Chou Wen-Kai, Chien Andy, Wang Jaw-Lin
*Institute of Biomedical Engineering, College of Medicine and College of Engineering †Department of Mechanical Engineering, College of Engineering, National Taiwan University, Taipei, Taiwan, ROC.
J Spinal Disord Tech. 2015 Apr;28(3):E121-5. doi: 10.1097/BSD.0000000000000176.
An in vitro fatigue loading test with porcine specimens.
To comparatively analyze the in vitro biomechanical performance of Polyetheretherketone (PEEK) and Titanium rods construct subjected to a battery of fatigue loading testing.
PEEK rods construct has been proposed to allow better load sharing among spinal components than the more traditional Titanium rods constructs. However, such proposal has largely derived from single-load in vitro testing and the biomechanical differences when subjected to fatigue loading remain unknown.
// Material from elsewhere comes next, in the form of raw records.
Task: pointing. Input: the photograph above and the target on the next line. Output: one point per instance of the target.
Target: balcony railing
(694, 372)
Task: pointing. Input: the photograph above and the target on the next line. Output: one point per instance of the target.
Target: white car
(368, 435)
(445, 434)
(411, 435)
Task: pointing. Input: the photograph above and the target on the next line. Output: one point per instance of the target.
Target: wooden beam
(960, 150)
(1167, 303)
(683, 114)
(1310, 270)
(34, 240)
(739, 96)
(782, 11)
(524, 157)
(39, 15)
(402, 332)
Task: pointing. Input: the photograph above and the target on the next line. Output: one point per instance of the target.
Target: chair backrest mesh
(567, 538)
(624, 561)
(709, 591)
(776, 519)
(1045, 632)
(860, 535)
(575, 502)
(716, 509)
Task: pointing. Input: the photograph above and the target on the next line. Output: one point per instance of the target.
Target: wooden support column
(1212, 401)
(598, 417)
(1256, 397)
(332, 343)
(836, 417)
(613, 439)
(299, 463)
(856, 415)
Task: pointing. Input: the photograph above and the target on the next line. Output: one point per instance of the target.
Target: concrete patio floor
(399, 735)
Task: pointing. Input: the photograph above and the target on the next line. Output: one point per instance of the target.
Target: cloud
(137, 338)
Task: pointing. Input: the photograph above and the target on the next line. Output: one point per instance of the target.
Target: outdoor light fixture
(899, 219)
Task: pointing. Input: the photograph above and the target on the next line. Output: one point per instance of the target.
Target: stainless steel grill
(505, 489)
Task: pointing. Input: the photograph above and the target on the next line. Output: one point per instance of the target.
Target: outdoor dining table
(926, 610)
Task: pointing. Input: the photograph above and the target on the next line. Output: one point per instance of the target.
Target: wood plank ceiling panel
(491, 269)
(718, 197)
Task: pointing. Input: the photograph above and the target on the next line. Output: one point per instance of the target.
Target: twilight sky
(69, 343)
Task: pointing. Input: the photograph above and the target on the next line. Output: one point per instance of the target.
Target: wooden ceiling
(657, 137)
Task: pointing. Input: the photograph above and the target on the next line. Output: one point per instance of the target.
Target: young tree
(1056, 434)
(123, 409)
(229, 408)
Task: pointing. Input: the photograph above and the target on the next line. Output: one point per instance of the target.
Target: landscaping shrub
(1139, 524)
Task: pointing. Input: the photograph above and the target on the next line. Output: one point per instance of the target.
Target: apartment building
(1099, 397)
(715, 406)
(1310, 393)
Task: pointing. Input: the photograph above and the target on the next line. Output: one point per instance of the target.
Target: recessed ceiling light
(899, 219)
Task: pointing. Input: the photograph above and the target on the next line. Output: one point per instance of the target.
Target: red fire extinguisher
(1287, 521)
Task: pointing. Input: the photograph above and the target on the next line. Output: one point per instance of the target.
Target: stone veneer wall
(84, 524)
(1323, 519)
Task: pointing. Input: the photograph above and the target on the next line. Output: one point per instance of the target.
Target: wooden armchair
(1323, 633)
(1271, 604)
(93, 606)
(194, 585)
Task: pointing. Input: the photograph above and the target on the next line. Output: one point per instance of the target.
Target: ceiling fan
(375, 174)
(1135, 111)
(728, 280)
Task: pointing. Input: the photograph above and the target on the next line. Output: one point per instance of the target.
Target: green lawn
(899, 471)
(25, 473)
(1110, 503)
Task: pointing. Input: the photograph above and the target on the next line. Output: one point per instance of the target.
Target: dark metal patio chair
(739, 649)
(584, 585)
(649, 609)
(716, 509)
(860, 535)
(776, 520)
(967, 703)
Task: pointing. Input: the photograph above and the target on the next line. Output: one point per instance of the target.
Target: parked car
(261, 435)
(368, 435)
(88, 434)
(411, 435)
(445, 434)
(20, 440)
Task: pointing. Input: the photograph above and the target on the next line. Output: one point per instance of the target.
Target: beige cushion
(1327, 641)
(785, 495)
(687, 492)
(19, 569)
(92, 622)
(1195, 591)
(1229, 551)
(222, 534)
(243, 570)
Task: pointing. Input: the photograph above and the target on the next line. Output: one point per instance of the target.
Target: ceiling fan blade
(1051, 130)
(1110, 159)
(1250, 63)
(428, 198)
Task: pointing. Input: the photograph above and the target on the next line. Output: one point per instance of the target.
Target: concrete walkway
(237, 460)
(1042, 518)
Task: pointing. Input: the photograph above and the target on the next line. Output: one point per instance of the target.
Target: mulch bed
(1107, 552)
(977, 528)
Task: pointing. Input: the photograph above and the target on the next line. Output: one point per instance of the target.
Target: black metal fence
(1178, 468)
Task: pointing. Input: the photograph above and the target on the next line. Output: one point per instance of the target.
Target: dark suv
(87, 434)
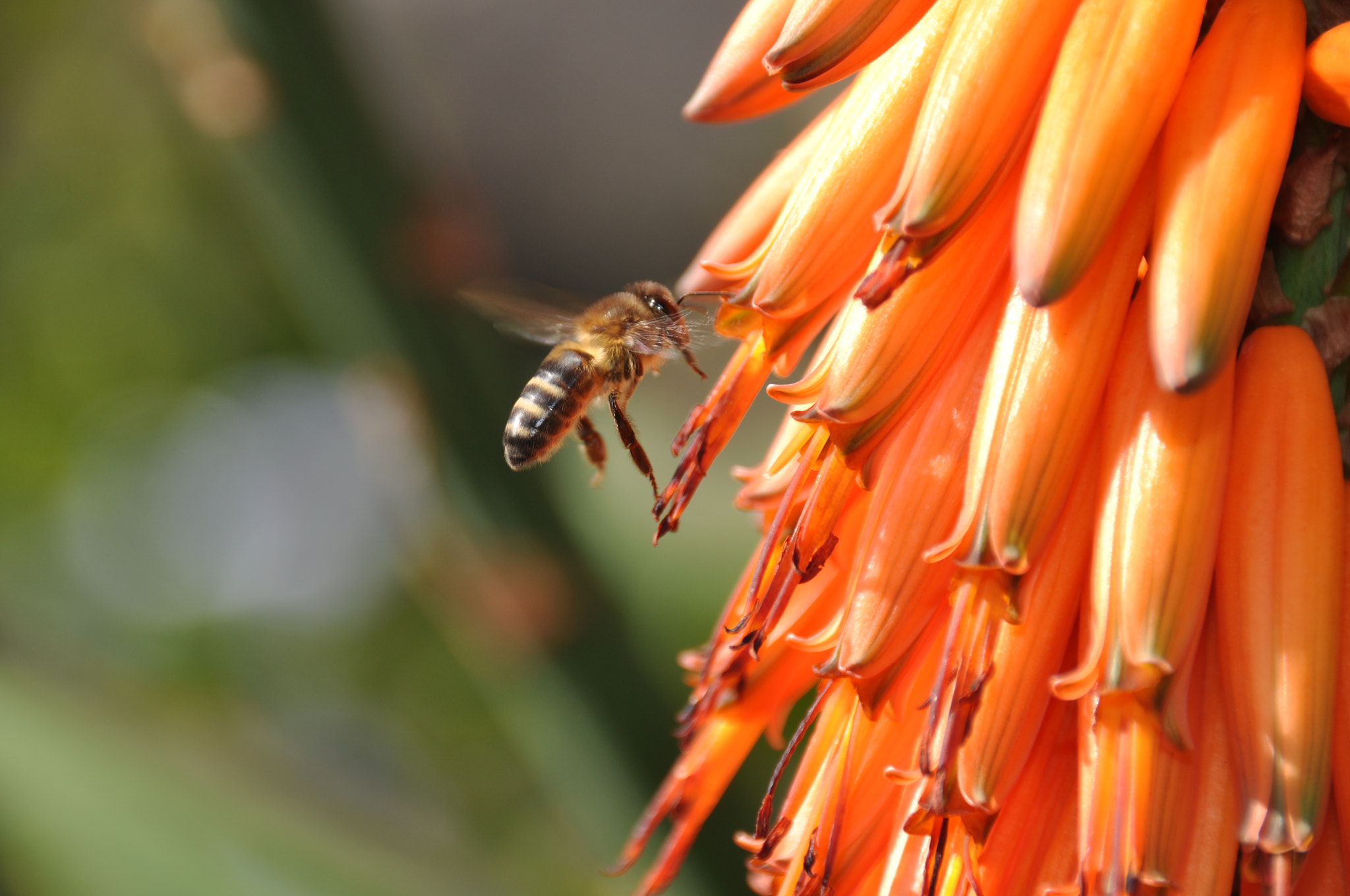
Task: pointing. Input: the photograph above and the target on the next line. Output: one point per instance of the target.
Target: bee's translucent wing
(667, 337)
(525, 310)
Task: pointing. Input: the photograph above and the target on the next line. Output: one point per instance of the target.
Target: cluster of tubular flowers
(1052, 532)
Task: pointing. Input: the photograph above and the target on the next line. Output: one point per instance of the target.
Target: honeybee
(602, 351)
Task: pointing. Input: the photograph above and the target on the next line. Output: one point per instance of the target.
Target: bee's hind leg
(593, 447)
(630, 439)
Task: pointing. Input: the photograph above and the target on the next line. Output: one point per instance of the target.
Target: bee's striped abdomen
(548, 406)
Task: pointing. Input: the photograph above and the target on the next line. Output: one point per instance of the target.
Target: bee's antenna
(724, 293)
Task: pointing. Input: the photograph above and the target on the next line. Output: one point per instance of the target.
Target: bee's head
(657, 298)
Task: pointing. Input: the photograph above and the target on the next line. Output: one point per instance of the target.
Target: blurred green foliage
(411, 745)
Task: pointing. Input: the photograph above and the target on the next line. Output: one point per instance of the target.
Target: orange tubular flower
(1158, 530)
(987, 86)
(1326, 870)
(1192, 844)
(1223, 153)
(1341, 744)
(827, 235)
(1025, 656)
(736, 86)
(1040, 399)
(835, 38)
(1029, 231)
(748, 225)
(1030, 849)
(894, 350)
(1115, 56)
(1326, 86)
(893, 593)
(1277, 589)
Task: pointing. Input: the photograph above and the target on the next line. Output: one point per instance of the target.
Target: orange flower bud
(1191, 837)
(736, 84)
(894, 350)
(1325, 872)
(835, 38)
(1042, 396)
(827, 234)
(1164, 462)
(1016, 696)
(1277, 586)
(1032, 847)
(1223, 153)
(1326, 82)
(1117, 57)
(987, 86)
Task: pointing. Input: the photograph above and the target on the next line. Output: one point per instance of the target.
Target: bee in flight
(602, 351)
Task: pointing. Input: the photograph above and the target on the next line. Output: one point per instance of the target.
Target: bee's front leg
(630, 439)
(593, 445)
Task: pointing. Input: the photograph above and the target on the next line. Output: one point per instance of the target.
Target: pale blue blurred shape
(278, 493)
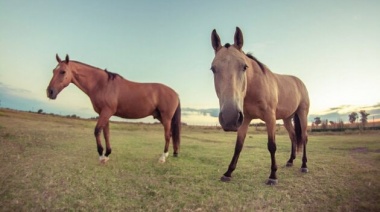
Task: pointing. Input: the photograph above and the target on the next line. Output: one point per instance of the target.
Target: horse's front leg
(242, 132)
(271, 124)
(103, 124)
(166, 123)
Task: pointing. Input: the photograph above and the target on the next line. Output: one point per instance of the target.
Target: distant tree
(340, 123)
(324, 124)
(352, 117)
(317, 121)
(364, 117)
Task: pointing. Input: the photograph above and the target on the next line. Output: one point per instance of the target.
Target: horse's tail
(298, 131)
(176, 129)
Twenty-four fresh 4-level motion segment were harvested from porcine. Specimens were randomly assigned into 3 groups: (1) intact, (2) destabilized group with Titanium alloy rods, and (3) destabilized group with PEEK rods. All specimens were subjected to a fatigue loading procedure with the disk height and intradiscal pressure (IDP) of the instrumented and adjacent levels were recorded and used for analysis. The stress levels on the rods and bone stress near the screw-bone interface were also collected to investigate the likely failure rates of the 2 constructs.
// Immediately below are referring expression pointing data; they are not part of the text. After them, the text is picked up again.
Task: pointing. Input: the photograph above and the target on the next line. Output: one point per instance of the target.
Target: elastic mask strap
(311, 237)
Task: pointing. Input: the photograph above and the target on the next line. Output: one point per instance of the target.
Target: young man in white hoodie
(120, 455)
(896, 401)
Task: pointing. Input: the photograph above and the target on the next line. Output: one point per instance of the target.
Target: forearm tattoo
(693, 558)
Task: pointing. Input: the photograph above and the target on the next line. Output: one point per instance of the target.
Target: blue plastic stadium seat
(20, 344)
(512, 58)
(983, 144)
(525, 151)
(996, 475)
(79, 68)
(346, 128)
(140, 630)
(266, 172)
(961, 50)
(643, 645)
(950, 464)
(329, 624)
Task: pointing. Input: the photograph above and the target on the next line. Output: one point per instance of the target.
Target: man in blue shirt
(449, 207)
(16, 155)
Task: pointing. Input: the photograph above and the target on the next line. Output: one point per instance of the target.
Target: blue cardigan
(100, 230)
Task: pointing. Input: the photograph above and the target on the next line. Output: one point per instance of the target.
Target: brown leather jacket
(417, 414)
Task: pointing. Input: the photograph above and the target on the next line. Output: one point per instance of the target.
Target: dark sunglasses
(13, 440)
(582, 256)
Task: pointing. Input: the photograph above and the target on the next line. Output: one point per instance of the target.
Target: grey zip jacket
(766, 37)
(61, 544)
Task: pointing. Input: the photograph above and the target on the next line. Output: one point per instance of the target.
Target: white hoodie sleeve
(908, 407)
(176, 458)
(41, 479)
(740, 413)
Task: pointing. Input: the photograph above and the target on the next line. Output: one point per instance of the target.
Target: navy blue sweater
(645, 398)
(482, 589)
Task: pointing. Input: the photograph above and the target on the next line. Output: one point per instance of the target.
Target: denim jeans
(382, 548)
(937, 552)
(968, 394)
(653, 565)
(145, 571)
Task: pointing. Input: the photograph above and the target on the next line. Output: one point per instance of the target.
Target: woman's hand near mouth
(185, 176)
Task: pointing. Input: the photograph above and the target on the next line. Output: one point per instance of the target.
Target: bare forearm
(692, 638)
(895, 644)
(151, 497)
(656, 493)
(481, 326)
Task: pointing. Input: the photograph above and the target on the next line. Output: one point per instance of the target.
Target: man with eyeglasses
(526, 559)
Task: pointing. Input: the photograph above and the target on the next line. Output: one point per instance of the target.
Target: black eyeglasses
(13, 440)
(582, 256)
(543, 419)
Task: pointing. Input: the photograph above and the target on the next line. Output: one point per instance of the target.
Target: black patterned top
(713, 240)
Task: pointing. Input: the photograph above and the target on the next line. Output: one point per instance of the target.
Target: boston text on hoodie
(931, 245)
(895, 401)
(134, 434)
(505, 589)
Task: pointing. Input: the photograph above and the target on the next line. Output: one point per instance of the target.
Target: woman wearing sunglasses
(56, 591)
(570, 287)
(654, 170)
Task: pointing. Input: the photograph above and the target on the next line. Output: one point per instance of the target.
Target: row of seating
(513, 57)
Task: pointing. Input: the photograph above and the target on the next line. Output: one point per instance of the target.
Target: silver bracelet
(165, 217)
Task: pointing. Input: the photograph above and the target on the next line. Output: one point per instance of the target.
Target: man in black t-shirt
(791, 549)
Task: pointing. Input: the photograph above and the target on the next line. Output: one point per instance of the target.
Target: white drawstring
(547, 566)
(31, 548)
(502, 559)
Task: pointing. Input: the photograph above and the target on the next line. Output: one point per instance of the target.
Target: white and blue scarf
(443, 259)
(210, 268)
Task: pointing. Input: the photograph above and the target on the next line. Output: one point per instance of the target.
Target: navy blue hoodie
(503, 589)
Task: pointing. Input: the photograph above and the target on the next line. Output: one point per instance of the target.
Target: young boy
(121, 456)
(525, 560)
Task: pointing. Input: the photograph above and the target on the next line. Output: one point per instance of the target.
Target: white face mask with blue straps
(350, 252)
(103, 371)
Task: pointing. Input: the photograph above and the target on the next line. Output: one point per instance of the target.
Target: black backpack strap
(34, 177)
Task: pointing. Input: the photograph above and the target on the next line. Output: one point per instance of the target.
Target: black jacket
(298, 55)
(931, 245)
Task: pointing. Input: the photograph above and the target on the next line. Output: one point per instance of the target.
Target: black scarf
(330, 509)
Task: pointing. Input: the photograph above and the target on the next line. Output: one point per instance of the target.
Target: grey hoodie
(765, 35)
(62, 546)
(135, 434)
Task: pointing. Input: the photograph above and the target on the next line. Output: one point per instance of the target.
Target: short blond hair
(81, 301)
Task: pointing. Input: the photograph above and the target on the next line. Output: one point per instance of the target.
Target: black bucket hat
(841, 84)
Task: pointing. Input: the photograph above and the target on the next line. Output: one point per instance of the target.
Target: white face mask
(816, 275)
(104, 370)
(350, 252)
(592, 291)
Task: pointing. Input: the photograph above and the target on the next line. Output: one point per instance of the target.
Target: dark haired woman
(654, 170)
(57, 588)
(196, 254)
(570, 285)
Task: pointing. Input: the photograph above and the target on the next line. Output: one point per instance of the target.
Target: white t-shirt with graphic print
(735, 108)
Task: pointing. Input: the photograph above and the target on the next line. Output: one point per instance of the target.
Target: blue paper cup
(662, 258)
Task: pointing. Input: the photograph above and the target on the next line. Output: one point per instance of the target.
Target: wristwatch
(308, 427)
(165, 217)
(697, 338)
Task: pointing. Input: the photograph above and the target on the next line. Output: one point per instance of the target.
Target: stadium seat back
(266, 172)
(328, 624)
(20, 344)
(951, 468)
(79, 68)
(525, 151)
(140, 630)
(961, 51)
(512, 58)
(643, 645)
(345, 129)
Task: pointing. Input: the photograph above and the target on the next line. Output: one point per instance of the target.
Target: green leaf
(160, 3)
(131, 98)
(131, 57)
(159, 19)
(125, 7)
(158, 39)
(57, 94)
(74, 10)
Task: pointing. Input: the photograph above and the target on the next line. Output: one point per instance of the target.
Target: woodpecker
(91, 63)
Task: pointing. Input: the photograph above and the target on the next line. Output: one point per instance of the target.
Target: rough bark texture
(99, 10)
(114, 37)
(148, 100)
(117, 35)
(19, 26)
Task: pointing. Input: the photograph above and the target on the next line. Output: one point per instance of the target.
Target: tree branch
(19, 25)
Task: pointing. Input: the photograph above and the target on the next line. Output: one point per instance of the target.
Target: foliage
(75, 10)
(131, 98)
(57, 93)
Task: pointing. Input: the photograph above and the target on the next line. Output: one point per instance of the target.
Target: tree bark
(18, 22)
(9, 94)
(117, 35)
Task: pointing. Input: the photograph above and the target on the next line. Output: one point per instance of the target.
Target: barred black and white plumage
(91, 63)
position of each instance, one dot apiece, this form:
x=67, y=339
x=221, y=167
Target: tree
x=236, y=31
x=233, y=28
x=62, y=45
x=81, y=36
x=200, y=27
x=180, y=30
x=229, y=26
Titanium rods construct demonstrated a minimum amount of loss of disk height and IDP at the instrumented level; however, a significant loss of the disk height and IDP at adjacent levels compared with the intact spine were identified. In contrast, the disk height and IDP of the PEEK rods were found to be comparable with those of the intact spine for all levels. The PEEK rods group also showed significantly less bone stress near the screw-bone interface compared with the Titanium rods group.
The current study has demonstrated the differences in biomechanical characteristics of PEEK and Titanium rods construct when subjected to fatigue loading. More specifically, the result is indicative of the potential benefits of the PEEK rods construct in reducing the risks of adjacent segment disease and implant failure rates.
对猪标本进行体外疲劳加载试验。
通过一系列疲劳加载试验,比较聚醚醚酮(PEEK)棒与钛棒构建物的体外生物力学性能。
与传统的钛棒构建物相比,PEEK棒构建物被认为能使脊柱各部件之间更好地分担负荷。然而,这一观点主要源于单次加载的体外试验,其在疲劳加载时的生物力学差异仍不明确。
从猪身上获取24个新鲜的4节段运动节段。标本随机分为3组:(1)完整组;(2)钛合金棒失稳组;(3)PEEK棒失稳组。所有标本均接受疲劳加载程序,记录并分析加载节段及相邻节段的椎间盘高度和椎间盘内压力(IDP)。还收集了棒上的应力水平以及螺钉 - 骨界面附近的骨应力,以研究两种构建物可能的失败率。
在加载节段,钛棒构建物的椎间盘高度和IDP损失最小;然而,与完整脊柱相比,相邻节段的椎间盘高度和IDP有显著损失。相比之下,发现PEEK棒在所有节段的椎间盘高度和IDP与完整脊柱相当。与钛棒组相比,PEEK棒组在螺钉 - 骨界面附近的骨应力也显著更低。
本研究证明了PEEK棒和钛棒构建物在疲劳加载时生物力学特征的差异。更具体地说,结果表明PEEK棒构建物在降低相邻节段疾病风险和植入物失败率方面具有潜在益处。